Here's the full error traceback if a language is missing from the Open Multilingual WordNet in your nltk_data
directory:
>>> from nltk.corpus import wordnet as wn
>>> wn.synsets('bank')[0].lemma_names('spa')
Traceback (most recent call last):
File "<stdin>", line 1, in <module>
File "/usr/local/lib/python2.7/dist-packages/nltk/corpus/reader/wordnet.py", line 418, in lemma_names
self._wordnet_corpus_reader._load_lang_data(lang)
File "/usr/local/lib/python2.7/dist-packages/nltk/corpus/reader/wordnet.py", line 1070, in _load_lang_data
f = self._omw_reader.open('{0:}/wn-data-{0:}.tab'.format(lang))
File "/usr/local/lib/python2.7/dist-packages/nltk/corpus/reader/api.py", line 198, in open
stream = self._root.join(file).open(encoding)

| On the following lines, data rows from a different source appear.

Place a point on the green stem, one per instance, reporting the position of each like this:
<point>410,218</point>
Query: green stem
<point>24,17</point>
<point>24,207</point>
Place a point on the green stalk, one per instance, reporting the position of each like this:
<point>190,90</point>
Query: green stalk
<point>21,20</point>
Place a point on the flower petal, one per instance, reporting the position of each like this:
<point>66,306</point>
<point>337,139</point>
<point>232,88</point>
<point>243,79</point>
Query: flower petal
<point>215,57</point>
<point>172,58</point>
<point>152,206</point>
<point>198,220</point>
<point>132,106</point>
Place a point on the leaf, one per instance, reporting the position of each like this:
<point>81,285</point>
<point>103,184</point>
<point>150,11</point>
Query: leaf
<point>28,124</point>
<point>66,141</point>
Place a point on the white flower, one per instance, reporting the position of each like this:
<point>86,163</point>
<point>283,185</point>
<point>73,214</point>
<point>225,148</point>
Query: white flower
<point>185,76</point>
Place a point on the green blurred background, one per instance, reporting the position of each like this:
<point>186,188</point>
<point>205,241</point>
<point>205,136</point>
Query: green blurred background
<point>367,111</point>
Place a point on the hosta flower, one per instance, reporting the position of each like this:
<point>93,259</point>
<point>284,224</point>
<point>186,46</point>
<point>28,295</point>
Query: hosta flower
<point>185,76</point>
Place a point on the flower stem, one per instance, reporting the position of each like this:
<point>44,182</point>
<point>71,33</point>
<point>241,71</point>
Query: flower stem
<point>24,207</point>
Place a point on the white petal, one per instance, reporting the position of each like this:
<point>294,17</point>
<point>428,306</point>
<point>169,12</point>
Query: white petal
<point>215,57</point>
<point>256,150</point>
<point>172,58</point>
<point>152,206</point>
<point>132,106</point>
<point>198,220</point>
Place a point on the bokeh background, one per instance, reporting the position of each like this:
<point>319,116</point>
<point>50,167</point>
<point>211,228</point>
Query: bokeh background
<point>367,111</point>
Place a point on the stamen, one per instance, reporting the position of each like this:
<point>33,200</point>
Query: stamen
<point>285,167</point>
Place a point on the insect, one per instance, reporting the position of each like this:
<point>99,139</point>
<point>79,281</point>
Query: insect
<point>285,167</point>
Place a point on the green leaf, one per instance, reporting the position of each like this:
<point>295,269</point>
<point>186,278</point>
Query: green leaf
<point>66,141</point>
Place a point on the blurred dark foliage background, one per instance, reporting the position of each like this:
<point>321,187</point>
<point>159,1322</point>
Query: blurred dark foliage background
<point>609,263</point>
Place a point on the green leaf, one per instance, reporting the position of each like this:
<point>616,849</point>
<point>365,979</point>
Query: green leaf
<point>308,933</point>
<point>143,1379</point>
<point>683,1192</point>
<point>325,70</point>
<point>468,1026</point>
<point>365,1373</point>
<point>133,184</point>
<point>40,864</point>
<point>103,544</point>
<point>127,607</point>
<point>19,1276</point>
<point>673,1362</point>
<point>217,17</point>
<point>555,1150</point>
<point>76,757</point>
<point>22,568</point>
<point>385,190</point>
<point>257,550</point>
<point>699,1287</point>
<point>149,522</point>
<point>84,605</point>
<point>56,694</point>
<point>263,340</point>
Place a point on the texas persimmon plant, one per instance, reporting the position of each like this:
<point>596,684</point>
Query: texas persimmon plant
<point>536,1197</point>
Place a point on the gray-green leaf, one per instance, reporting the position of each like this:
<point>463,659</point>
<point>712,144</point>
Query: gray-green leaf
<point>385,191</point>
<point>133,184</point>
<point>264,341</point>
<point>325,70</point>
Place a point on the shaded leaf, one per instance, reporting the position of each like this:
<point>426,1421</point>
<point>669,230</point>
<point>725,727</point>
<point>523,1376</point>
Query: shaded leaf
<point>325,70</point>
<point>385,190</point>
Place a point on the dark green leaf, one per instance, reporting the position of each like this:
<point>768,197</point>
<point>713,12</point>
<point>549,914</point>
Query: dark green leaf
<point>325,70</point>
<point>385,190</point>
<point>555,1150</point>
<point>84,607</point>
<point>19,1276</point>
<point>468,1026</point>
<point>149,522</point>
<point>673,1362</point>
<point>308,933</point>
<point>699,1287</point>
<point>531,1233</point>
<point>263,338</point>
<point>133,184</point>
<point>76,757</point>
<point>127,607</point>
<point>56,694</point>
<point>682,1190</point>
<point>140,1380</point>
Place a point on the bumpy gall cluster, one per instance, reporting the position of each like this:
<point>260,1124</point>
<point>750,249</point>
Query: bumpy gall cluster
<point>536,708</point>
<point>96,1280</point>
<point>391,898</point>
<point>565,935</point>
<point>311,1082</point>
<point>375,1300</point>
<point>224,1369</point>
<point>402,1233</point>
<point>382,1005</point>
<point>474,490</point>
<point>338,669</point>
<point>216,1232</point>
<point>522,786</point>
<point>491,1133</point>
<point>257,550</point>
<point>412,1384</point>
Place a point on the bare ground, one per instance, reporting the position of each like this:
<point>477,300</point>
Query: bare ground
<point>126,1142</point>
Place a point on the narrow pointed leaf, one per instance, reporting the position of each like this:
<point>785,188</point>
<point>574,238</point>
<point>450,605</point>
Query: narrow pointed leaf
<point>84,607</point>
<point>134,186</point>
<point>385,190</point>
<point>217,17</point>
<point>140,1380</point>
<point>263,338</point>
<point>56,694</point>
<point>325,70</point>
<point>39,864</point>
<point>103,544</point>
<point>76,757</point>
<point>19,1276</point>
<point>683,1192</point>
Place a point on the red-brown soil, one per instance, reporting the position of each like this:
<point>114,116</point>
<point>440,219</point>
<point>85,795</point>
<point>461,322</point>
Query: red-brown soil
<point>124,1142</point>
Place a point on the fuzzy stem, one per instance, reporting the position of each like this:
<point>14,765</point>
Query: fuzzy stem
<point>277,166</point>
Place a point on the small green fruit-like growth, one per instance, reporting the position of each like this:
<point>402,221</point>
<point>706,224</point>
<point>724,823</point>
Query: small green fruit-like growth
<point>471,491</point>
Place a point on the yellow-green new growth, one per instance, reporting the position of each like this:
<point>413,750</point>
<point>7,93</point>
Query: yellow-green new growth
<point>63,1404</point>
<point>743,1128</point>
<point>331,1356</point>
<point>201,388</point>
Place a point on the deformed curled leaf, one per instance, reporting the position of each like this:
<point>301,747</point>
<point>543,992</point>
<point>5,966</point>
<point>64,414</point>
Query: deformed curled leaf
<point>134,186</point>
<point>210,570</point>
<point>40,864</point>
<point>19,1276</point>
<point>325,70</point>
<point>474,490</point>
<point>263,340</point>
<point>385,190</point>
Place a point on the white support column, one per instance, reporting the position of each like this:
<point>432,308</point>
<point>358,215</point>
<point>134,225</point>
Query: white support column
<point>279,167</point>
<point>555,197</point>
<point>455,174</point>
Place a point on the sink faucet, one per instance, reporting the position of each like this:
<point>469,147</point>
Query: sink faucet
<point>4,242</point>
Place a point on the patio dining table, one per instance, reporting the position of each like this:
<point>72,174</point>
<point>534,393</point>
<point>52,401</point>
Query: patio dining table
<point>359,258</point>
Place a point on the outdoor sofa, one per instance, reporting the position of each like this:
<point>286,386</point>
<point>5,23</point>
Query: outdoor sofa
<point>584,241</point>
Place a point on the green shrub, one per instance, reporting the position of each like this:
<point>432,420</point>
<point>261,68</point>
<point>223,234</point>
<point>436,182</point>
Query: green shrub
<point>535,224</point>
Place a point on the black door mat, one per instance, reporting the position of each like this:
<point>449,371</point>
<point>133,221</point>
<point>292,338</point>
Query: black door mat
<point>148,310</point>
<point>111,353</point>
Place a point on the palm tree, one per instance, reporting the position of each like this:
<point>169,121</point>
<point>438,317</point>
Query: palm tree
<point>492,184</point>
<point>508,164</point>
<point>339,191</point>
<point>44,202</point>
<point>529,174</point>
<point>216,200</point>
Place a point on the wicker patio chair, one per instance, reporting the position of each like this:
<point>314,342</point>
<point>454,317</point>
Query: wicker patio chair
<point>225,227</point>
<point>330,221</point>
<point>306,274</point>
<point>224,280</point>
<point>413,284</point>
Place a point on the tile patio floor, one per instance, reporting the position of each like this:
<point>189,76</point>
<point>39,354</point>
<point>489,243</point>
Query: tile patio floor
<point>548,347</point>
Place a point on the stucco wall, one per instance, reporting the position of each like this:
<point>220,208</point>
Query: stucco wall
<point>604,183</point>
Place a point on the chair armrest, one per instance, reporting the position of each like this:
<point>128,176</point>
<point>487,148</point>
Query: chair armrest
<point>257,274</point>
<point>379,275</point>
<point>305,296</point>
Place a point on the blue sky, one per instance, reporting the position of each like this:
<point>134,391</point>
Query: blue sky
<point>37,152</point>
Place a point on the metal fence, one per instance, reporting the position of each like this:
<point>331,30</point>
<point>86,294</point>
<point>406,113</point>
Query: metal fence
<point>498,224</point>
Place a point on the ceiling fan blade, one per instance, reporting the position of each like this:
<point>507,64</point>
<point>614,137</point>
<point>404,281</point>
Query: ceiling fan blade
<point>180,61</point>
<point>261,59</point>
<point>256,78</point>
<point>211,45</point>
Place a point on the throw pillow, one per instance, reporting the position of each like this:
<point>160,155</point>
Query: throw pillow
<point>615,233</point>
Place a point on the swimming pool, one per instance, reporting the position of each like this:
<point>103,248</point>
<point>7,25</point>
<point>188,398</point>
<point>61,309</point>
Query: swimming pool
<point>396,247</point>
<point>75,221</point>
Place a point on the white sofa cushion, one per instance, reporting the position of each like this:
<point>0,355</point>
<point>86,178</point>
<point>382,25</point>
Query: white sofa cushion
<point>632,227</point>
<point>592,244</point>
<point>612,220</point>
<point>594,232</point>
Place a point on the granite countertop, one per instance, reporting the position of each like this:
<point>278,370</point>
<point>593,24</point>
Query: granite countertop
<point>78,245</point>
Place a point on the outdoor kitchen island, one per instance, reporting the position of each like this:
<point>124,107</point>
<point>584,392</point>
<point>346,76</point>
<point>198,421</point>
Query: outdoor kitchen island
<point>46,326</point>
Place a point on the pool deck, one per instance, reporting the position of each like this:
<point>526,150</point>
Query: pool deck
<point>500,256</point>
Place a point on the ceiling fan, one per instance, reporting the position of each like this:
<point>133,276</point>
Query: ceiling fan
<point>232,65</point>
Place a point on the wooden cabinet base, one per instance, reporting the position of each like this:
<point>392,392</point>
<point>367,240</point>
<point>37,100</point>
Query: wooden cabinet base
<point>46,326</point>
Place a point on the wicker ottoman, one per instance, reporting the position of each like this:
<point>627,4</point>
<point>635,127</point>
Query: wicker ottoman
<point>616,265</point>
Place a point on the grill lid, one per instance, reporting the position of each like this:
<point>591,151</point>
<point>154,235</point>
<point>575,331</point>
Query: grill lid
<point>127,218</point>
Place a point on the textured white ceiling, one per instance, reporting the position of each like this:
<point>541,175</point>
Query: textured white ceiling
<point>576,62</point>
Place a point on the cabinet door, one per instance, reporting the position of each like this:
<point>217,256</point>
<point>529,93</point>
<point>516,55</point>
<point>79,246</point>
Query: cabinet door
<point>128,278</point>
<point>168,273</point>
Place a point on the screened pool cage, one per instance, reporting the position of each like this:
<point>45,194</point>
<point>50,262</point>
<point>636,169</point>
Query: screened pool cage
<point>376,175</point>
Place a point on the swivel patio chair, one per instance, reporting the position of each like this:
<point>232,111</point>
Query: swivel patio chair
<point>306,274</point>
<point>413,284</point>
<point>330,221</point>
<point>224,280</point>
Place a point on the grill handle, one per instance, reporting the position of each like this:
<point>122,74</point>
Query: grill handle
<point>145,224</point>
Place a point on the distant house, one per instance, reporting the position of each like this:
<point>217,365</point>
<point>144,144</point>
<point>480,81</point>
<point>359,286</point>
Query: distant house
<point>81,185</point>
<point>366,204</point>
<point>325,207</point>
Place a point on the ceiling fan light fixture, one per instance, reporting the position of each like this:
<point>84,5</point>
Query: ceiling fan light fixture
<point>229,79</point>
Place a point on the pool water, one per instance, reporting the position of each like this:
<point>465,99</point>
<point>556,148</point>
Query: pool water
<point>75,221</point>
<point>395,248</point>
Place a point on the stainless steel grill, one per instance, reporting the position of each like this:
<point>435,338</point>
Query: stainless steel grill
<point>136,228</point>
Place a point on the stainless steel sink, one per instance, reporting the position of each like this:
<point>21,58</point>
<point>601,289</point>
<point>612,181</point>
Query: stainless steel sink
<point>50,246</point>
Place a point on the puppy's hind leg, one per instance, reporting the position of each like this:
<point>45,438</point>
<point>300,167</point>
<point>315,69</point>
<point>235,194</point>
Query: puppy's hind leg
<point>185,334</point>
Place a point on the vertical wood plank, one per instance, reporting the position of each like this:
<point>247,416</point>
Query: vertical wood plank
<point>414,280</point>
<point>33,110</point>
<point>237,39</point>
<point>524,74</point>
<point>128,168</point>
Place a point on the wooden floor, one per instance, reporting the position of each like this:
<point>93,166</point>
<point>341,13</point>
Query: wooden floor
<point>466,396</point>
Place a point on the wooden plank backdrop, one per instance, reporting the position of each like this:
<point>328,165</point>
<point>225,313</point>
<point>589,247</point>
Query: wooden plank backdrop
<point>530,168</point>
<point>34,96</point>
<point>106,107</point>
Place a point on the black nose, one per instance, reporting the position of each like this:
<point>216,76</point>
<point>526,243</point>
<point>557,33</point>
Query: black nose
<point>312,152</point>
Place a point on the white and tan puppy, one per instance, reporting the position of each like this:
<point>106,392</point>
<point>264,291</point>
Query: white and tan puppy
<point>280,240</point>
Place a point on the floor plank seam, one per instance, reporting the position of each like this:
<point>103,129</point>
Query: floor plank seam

File "/usr/local/lib/python2.7/dist-packages/nltk/data.py", line 309, in join
return FileSystemPathPointer(_path)
File "/usr/local/lib/python2.7/dist-packages/nltk/compat.py", line 380, in _decorator
return init_func(*args, **kwargs)
File "/usr/local/lib/python2.7/dist-packages/nltk/data.py", line 287, in __init__
raise IOError('No such file or directory: %r' % _path)
IOError: No such file or directory: u'/home/alvas/nltk_data/corpora/omw/spa/wn-data-spa.tab'
So the first thing is to check whether it's installed automatically:
>>> import nltk
>>> nltk.download('omw')
[nltk_data] Downloading package omw to /home/alvas/nltk_data...
[nltk_data] Package omw is already up-to-date!
Tru
Then you should go and check the nltk_data and find that 'spa' folder is missing:
alvas@ubi:~/nltk_data/corpora/omw$ ls
als arb cmn dan eng fas fin fra fre heb ita jpn mcr msa nor pol por README tha
So here's the short term solution:
$ wget http://compling.hss.ntu.edu.sg/omw/wns/spa.zip
$ mkdir ~/nltk_data/corpora/omw/spa
$ unzip -p spa.zip mcr/wn-data-spa.tab > ~/nltk_data/corpora/omw/spa/wn-data-spa.tab
Alternatively, you can simply copy the file from nltk_data/corpora/omw/mcr/wn-data-spa.tab
.
[out]:
>>> from nltk.corpus import wordnet as wn
>>> wn.synsets('bank')[0].lemma_names('spa')
[u'margen', u'orilla', u'vera']
Now the lemma_names()
should work for Spanish, if you're looking for other languages from the Open Multilingusl Wordnet, you can browse here (http://compling.hss.ntu.edu.sg/omw/) and then download and put in the respective nltk_data directory.
The long term solution would be to ask the devs from NLTK and OMW project to update their datasets for their NLTK API.